As playful Neo-Postmodern re-imaginings of the classical Ming vase, each of the designs in the series features this well-known, archetypal Chinese form, which opens up or "blooms" to reveal its intended function as a cabinet, console or suspended ceiling light.

Strikingly contrasting straight lines with soft curves, these pieces provide a rare element of surprise and performance. This series also reveals Xu Ming and Virgine Moriette's skilful cross-cultural interpretation of forms, which playfully subvert their historic cultural associations.

Song Tao: "Osseus" bench from "Modern Fossils" series by Song Tao for Self-Made Company, 2014

Song Tao is a legendary figure in Chinese design circles, having been the first director of Beijing Design Week, as well as an important pioneer of the New Chinese Design. His design-art furniture pieces often combine age-ravaged wood with gleaming metal to create a dynamic tension between old and new, ancient and modern.

Song's Modern Fossils series, which includes his Osseus bench, is likewise inspired by China's dynamic and changeable environment, and seeks to question the concept of time and the significance of history.

The acrylic-encased "denaturalised" wood, which looks like slabs of amber, is a metaphor for modern urban society, while the bronze bamboo elements represent youthful vitality growing out of the past, which is symbolised by the use of ancient "fossilised" wood.

Throughout his career as a designer, Song's work has blended ancient Chinese philosophy with a western contemporary mindset, and his furniture cleverly juxtaposes Oriental craft culture against Occidental minimalism. His goal has always been to revive the "Chinese spirit" but in a very contemporary way.

Zhang Zhoujie: "Object # sqn1-f2 a" chair by Zhang Zhoujie (self-production), 2011

One of the young rising stars of contemporary Chinese design, Zhang Zhoujie is at the very forefront of professional practice, using revolutionary and disruptive computer algorithms to create furniture unlike anything ever seen before.

Indeed, his furniture is not actually designed by him per se, but by the generative computer algorithms that he and his team create.

For over a decade Zhang has been working on his evolving Digital Object/ Triangulation Series, which is inspired as much by the Taoist philosophy of spontaneity as it is by the parametricism movement, which he first encountered in 2009 as a visiting researcher at London's Architectural Association.
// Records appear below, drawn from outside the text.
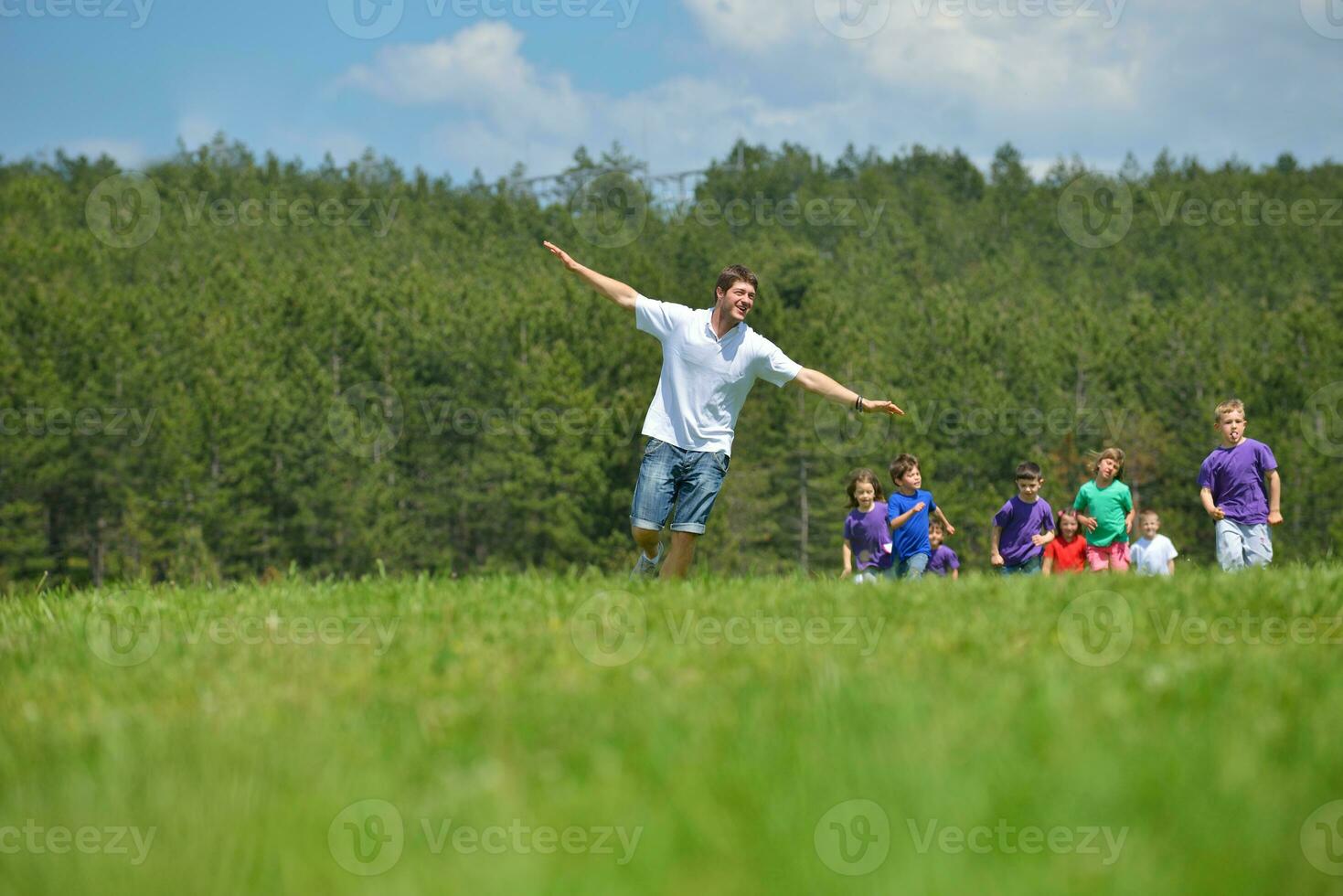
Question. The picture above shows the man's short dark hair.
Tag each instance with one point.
(1028, 470)
(732, 274)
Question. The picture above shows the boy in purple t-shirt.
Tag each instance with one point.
(1240, 488)
(944, 560)
(1024, 526)
(867, 541)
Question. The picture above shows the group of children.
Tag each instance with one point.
(902, 535)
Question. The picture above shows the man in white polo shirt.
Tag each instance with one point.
(710, 359)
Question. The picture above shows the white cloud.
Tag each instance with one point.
(197, 129)
(129, 154)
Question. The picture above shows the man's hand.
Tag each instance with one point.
(870, 406)
(563, 255)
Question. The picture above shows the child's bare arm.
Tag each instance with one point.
(945, 523)
(1205, 495)
(904, 517)
(1274, 497)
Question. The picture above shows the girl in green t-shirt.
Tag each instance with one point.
(1105, 512)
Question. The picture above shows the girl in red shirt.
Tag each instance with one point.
(1068, 551)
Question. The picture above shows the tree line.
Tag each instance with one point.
(229, 363)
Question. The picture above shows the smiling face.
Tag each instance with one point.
(1028, 488)
(1231, 427)
(1067, 527)
(865, 495)
(736, 303)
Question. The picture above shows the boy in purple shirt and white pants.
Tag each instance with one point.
(1024, 526)
(1240, 488)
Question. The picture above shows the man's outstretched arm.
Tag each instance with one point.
(827, 389)
(619, 293)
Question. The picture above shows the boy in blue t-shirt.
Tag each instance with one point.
(907, 513)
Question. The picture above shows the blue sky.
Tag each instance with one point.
(455, 85)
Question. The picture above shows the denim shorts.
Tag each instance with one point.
(689, 480)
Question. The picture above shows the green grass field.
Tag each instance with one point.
(1099, 735)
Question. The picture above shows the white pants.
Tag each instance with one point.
(1242, 546)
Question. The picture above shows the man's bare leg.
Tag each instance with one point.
(678, 558)
(647, 540)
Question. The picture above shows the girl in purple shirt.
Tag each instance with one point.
(867, 540)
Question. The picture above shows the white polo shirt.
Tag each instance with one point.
(705, 380)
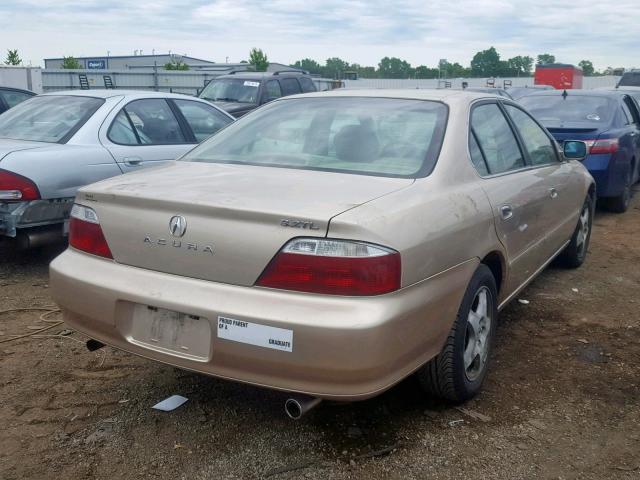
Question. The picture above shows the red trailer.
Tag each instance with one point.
(558, 75)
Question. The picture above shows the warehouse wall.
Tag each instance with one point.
(191, 82)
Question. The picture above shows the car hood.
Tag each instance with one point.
(244, 214)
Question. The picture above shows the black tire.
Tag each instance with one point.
(575, 253)
(620, 204)
(446, 376)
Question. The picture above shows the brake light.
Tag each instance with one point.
(16, 187)
(85, 232)
(334, 267)
(602, 145)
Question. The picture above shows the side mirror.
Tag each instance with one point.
(574, 150)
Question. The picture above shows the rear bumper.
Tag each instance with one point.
(344, 348)
(36, 213)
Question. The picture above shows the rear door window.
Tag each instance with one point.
(290, 86)
(204, 120)
(631, 110)
(152, 121)
(540, 147)
(496, 140)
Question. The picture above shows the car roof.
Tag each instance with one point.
(118, 93)
(21, 90)
(574, 93)
(439, 95)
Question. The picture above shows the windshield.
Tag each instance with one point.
(231, 90)
(555, 109)
(372, 136)
(47, 119)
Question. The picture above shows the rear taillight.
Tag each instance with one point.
(334, 267)
(602, 145)
(85, 232)
(16, 187)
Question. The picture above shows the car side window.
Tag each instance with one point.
(476, 155)
(307, 84)
(630, 110)
(290, 86)
(626, 114)
(541, 148)
(154, 122)
(273, 90)
(14, 98)
(121, 131)
(203, 119)
(496, 139)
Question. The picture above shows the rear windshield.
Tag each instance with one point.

The irony is that the designs of one of his origami-like chairs and tables are created in just a couple of seconds of digital processing, but are then painstakingly constructed using traditional hand-welding and polishing technique over a couple of months.

Through this on-going series, Zhang's aim is to perfectly combine design function with a naturalistic growth process using computer algorithms, as he puts it, expose "the natural beauty of digital logic."

Yuan Yuan: "Light Fan" screen with "Stone Vision" chaise longue, "Stone Vision" armchair and "Water Lily" coffee table by Yuan Yuan for Ruyi, 2015

Yuan Yuan thinks the obsession with historic Song and Ming furniture forms is a mistake because they tend to reflect a combination of Confucianism and Manchu imperial power, and therefore represent only a very small element of Chinese culture.

In terms of her own highly sculptural designs, Yuan prefers to draw inspiration from a wider cultural landscape in order to create work that references ancient and traditional Chinese themes, while also being perfectly suited to today's lifestyles.

Her goal is to build a more internationally appealing language of contemporary Chinese design that will enrich people's lives.

Her Light Fan screen cleverly incorporates traditional rigid, scallop-shaped fans into its construction, while her Stone Vision chaise-longue references literati culture, in that interestingly shaped rocks, known as gonshi, were traditionally used for contemplative purposes by scholars and were considered essential items in their study rooms.

Many of her designs are inspired by the strong connection between Chinese culture and the natural world. As Yuan explains, "I believe nature is an enduring theme that serves as a bridge between the past and the future, the East and the West."